DeFelice grew up in Bristol, Rhode Island, and graduated from Portsmouth Abbey School in 1965; he then attended Saint Anselm College, earning a bachelor's degree in Philosophy in 1969. He entered Saint Anselm Abbey as a novice in 1968, and professed solemn vows as a Benedictine monk in 1973. He was ordained a Catholic priest in 1974. Defelice was a "Faithful Educator" according to Christy Nadalin in her book, Legendary Locals of Bristol.

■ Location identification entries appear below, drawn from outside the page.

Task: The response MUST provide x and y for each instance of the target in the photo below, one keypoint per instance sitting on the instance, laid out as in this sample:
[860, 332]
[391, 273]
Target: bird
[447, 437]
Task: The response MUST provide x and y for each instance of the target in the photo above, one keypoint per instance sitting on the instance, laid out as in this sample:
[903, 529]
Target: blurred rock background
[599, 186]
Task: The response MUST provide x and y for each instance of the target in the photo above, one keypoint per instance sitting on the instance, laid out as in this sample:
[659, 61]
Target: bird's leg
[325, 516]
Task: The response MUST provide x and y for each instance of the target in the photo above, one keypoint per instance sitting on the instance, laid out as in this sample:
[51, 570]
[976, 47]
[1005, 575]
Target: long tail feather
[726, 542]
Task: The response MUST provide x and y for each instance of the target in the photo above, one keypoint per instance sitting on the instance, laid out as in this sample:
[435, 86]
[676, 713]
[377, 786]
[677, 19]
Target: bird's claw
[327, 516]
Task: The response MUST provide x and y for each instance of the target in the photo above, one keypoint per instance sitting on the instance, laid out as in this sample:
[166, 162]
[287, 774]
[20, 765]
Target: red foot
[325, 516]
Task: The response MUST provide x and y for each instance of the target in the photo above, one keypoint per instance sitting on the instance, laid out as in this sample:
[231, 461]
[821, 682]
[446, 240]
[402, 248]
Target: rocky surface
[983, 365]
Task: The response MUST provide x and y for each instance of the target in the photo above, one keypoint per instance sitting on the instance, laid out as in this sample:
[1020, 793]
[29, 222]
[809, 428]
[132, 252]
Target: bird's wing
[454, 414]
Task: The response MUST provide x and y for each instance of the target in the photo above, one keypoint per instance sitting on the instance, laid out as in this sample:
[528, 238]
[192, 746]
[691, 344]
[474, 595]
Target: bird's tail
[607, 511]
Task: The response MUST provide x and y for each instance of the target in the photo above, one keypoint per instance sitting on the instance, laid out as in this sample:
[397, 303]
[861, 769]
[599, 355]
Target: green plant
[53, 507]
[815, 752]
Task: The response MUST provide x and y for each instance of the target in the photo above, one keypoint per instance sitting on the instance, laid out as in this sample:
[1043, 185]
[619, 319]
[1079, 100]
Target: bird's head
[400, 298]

He served a five-year term as a member of the New Hampshire Postsecondary Education Commission beginning in 1990 after being sworn in by then Gov. Judd Gregg. Under his leadership, the college sought to expand its inclusiveness efforts to attract both students and faculty of diverse backgrounds.

In May 1992, The Sun Journal reported on Defelice's directive to college employees to discontinue construction contracts with the late Republican U.S. Senate candidate Hal Eckman for his pro-choice position on abortion then.

DeFelice, together with John J. Reilly Jr., and Paul A. Dowd wrote a case study on Successful Fund Raising at a Religious-Based College, which was included in the book, Successful Fund Raising for Higher Education. The Advancement of Learning, by Frank H. T. Rhodes, Ed.

DeFelice stepped down as President in June 2013. He was succeeded by Steven R. DiSalvo.

On March 13, 2015, he received the State Merit Award by the New England Board of Higher Education (NEBHE).